Parliament of Windbags

Let me add to Sallie’s observations on the House farm bill battle.

I watched the action on CSPAN over the pro-reform Kind/Flake amendment and was really struck by the arrogance of the anti-reform members. They repeatedly said essentially: “How dare members like Flake criticize the hard work of the Agriculture Committee — he’s not on the committee, he’s not a farmer, and so what does he know about farming!”

The anti-reform members also trotted out the ”downtrodden small farmer” rhetoric, despite the frequent reminders from the reformers that the vast share of subsidies go to the largest and wealthiest farms.

And for any voters who still think that the GOP is the party of spending restraint, note that on the vote for the Kind/Flake amendment, 32% of Democrats favored reform while only 23% of Republicans did.

It’s a New York Sunny Day

Thanks to an editorial this morning championing school choice, the New York Sun has become the first major paper in the country to simultaneously recognize that a) education markets work, and 2) education policy — including market-based reform — is a matter for the states and the people, not the federal government.

Having spent a lot of time banging away on these messages, I’ve gotta say this makes my week.

Here’s hoping that the Sun’s illumination shines on former New York mayor Rudy Giuliani and the rest of the presidential contenders.

Parliament of Whores, Indeed

Those hoping for reform of the outdated and economically damaging farm bill have cause for disappointment today, after the House defeated, by a margin of three votes to one, an amendment that represented some hope for change. (The roll call can be viewed here). That amendment, whilst by no means close to sufficient reform, included important changes to income eligibility requirements and payment limits for subsidies, and would have closed a loophole allowing producers to manipulate the marketing loan program.

Unscathed passage of the House Agriculture Committee’s bill (see my colleague Dan Griswold’s brief criticism of the House bill here) looked in doubt just a few days ago, but House majority leaders managed to sway Rep. Jim McGovern (D., MA), originally in the reform camp, to vote for the farm bill by promising about $840 million to his pet cause, overseas food aid. The Congressional Black Caucus agreed to support the farm bill after a promise to spend $1.1 million on settling racial discrimination claims from the 1990s.

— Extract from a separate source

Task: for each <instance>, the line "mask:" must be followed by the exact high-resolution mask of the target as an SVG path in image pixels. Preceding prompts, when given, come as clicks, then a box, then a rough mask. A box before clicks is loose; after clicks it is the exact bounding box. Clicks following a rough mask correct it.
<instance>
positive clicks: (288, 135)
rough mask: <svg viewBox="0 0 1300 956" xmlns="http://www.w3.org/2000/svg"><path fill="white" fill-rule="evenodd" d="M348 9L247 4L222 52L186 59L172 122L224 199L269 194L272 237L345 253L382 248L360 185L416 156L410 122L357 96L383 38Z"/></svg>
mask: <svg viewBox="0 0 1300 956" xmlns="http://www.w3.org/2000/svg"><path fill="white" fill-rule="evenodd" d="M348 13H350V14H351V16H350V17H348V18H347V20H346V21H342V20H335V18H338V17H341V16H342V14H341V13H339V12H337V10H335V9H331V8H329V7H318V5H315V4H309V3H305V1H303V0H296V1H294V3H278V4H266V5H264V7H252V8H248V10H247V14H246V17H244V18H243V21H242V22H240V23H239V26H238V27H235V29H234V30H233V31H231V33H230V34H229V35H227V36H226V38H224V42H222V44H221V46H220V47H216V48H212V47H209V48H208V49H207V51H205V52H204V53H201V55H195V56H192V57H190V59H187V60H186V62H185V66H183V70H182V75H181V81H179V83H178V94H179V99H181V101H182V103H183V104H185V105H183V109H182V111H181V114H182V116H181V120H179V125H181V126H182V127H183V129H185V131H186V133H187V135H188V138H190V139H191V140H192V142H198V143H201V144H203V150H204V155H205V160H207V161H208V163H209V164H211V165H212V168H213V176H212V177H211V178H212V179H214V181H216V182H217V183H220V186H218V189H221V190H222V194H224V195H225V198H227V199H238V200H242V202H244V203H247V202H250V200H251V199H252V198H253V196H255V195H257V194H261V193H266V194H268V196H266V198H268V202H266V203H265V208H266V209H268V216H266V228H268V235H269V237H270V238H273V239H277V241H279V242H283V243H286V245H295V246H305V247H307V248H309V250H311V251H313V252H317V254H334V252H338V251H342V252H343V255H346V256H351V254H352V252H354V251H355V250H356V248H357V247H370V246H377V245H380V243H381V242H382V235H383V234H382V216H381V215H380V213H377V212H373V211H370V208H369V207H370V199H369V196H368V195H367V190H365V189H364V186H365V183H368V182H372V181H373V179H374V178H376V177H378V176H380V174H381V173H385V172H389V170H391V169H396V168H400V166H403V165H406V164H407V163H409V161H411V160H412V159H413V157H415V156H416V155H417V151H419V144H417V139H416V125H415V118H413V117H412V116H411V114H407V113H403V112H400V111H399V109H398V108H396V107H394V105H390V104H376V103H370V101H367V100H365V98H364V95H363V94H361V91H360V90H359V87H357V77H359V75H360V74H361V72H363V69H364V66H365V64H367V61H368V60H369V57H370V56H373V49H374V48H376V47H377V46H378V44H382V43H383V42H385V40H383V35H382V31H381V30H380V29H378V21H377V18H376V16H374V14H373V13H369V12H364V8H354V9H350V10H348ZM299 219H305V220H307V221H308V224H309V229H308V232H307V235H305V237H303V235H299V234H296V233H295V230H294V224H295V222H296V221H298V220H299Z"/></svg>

As if the House proposal for the “new” farm bill wasn’t insult enough for the taxpayer and consumer, the proposal for funding some of the largesse is beyond the pale. The $4 billion increase in food stamps and nutrition programs, which could presumably be paid for by cutting the subsidies to farmers of chosen crops, will instead be financed by taxing “inshoring” companies — U.S.-based subsidiaries of foreign companies who employ American workers.

For a Congress supposedly concerned that international trade is threatening American jobs, taxing employment of American workers seems perverse — not to mention violative of tax treaties. Business groups and Treasury Secretary Henry Paulson have expressed their deep dissatisfaction with the tax increase. Some Republicans, including the ranking member on the House Agriculture Committee Robert Goodlatte (Va.), have indicated they would vote against the farm bill (up for a final vote today) because of the tax increase. I’ll believe that when I see it.

On a more positive note, the proposed tax increase has led the administration to issue a veto threat, albeit of the less-than-clear “his senior advisers will recommend that the president veto this bill” variety.